Dr. R.K. Jain website

What is 'Heart disease', or 'coronary heart disease’?

The heart muscle is living and needs food and oxygen to survive. There are arteries within the heart muscle, which supply the food and oxygen to the heart muscle. These arteries are known as coronary arteries. When one or more of these arteries in the heart get narrowed, or partially blocked, then it leads to coronary artery disease. When one or more of these arteries get blocked then some part of the heart muscle does not get food and oxygen. This condition is called a heart attack.


The term, Coronary artery disease is used for problems, which include: angina, heart attack, and heart failure.

(It may be confusing as there are other heart conditions such as heart valve problems, congenital heart problems, etc. However, these are not usually included when we talk about 'heart disease').

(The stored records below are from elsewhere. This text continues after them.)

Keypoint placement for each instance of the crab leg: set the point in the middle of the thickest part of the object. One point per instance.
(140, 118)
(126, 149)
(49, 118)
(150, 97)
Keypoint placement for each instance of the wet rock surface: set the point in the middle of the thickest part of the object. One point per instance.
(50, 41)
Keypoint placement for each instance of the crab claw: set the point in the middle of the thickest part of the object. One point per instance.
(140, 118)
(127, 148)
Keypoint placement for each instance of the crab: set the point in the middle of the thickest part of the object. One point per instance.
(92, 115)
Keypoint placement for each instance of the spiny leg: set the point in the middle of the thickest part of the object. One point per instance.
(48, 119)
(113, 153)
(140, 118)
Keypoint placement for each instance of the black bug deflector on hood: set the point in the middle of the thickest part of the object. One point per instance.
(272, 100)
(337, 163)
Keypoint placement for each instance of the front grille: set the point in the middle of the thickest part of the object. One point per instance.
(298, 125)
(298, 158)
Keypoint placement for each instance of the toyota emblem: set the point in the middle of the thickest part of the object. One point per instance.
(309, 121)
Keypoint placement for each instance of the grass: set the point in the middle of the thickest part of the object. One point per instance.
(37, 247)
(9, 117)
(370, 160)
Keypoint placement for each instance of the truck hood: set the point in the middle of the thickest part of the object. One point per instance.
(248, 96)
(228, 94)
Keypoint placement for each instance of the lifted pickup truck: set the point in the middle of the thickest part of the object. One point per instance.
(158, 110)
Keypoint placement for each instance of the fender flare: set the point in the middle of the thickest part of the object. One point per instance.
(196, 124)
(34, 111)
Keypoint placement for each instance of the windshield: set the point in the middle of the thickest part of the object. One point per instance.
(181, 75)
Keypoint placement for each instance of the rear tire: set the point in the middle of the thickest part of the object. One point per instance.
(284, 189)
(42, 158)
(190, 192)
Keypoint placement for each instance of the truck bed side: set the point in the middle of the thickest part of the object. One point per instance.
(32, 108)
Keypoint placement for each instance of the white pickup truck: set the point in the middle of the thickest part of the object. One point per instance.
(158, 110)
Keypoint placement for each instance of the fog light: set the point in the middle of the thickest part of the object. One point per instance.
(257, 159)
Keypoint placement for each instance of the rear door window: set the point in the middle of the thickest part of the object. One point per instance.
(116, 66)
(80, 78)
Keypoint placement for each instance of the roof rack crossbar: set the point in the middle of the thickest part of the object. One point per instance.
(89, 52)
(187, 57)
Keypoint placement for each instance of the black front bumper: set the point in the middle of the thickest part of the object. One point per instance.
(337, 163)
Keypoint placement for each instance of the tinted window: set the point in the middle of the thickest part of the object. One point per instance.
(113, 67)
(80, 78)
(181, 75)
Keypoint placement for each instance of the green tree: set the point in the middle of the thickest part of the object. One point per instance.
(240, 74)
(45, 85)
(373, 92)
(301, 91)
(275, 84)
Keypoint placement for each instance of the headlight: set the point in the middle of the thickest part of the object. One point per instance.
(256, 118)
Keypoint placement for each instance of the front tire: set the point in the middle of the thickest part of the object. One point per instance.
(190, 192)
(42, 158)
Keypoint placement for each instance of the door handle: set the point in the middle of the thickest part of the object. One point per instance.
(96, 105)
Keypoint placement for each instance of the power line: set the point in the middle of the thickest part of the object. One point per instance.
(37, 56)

The root cause of most cases of coronary artery disease or cardiovascular disease is a build up of atheroma - a fatty deposit within the inside lining of arteries. A blockage caused by the development of complex atheromatous plaques, composed of inflamed tissues and fatty deposits on the inner surface of the artery. These plaques develop slowly over time and may cause chronic restriction of blood flow leading to pain on exertion (angina) or it may lead to as acute blockage. This most often occurs when the irregular, inflamed surface of the plaque leads to the f

ormation of a blood clot. When this occurs a region of heart muscle is suddenly deprived of blood and gets damaged. This is what is known as a heart attack. If the damage is relatively limited the heart can recover but major damage can lead to death. Similar degeneration of arteries in the brain leads to loss of blood supply and stroke or death. Smoking and high levels of blood cholesterol, associated with high intakes of saturated fat, are both major risk factors for these plaques, coronary artery disease and strokes.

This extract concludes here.